On March 29, 2018, Cohen Milstein obtained a path-marking victory before a three-judge panel of U.S. Court of Appeals for the Second Circuit, when the panel unanimously vacated a lower court’s dismissal of a class action against a New York high-frequency trading firm, Tower Research Capital, and its owner, Mark Gorton. The class action alleged that Tower “spoofed” prices of KOSPI 200 futures on CME Globex, an electronic exchange owned by the Chicago Mercantile Exchange, by entering orders that were not intended to be filled. The Second Circuit’s opinion held, for the first time, that trading occurs in the United States when buy and sell orders are matched here, and that such trading is subject to the Commodity Exchange Act. The Second Circuit’s reversal means the case is now in discovery.

Case Background

Cohen Milstein is representing traders who transacted in KOSPI 200 futures contracts on the “night market,” via CME Globex, between January 1, 2012 – December 31, 2012, in a class action against Tower Research Capital and Mark Gorton for violations of the Commodity Exchange Act and for unjust enrichment.

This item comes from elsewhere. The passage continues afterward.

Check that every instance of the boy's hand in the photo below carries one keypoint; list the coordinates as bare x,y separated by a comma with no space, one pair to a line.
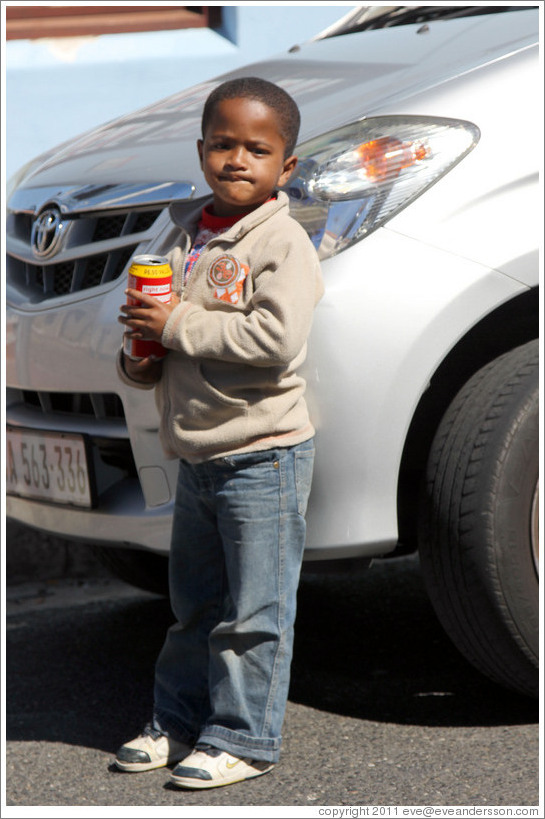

Plaintiffs allege that Defendants used fictitious trades and other “spoofing” techniques to manipulate the price of KOSPI 200 futures contracts traded on the CME Globex for their own profit.

Specifically, Tower – a flash trading firm founded and run by Gorton repeatedly entered large-volume buy or sell orders that it had no intention of fulfilling legitimately and then either immediately canceled these large-volume orders or traded those large volume contracts with itself using its algorithms and flash trading process to fill its own orders before those contracts could be matched by other traders. These strategies allowed Tower to create a false impression regarding the number of contracts available in the market, along with illusory price and volume information, and thereby manipulate the price of KOSPI 200 futures on the CME Globex. Tower’s strategy – which it utilized hundreds of times – moved the KOSPI 200 price on the CME Globex in a direction favorable to Tower which allowed it to either purchase contracts at prices lower, or sell contracts at prices higher, than were available in the market before Tower entered its fictitious large-volume buy or sell orders.

Tower then immediately repeated this strategy in the opposite direction – allowing it to immediately obtain a riskless profit by buying futures contracts at a lower price than it just paid for them or by selling futures contracts at a higher price than it had just paid for them. As part of its scheme, Tower designed its trading programs to place several layers of “quote orders” on the opposite side of the market from its trade orders to create a fictitious illusion of market interest. Tower’s quote orders were either orders to buy contracts at a price higher than the prevailing offer, or orders to sell contracts at a price lower than the prevailing bid. Tower engineered its algorithms so that these above or below market quote orders were automatically cancelled within a fraction of a second. Tower did this because it did not intend for the quote orders to be filled when it entered them, but instead intended to trick other participating traders into reacting to the false price, and volume information it created with its fraudulent and misleading quote orders.

During the class period, Tower utilized these spoofing tactics hundreds of times, illegally earning approximately US $14.1 million (₩14.1 billion Korean Wan) in profits. The illegal scheme was exposed on May 28, 2014 when government regulators in Korea issued a press release revealing that they had referred Tower and a number of its traders to the prosecutor’s office for engaging in this illegal scheme.

In February 2017, the district court found that, despite being matched on the U.S.-based CME Globex, the trades’ location for the purposes of the CEA was Korea, taking them outside the CEA’s territorial reach. The district court also found that Plaintiffs had not alleged a sufficiently direct relationship between their trades and Defendants’ trades to sustain an unjust enrichment claim under New York law.

On March 29, 2018, the Second Circuit reversed. It held that, because the trades were matched in the U.S., and because the parties normally would be bound to those trades at that point, “irrevocable liability” attached in the U.S. and the trades were domestic, not foreign. As such, they were subject to the CEA. The Second Circuit also found that Plaintiffs had alleged a sufficiently direct relationship between their trading and Defendants’ trading to sustain an unjust enrichment claim under New York law.

Case Name: Myun-Uk Choi, et al. v. Tower Research Capital LLC, et al., Case No. 1:14-cv-09912 (S.D.N.Y.)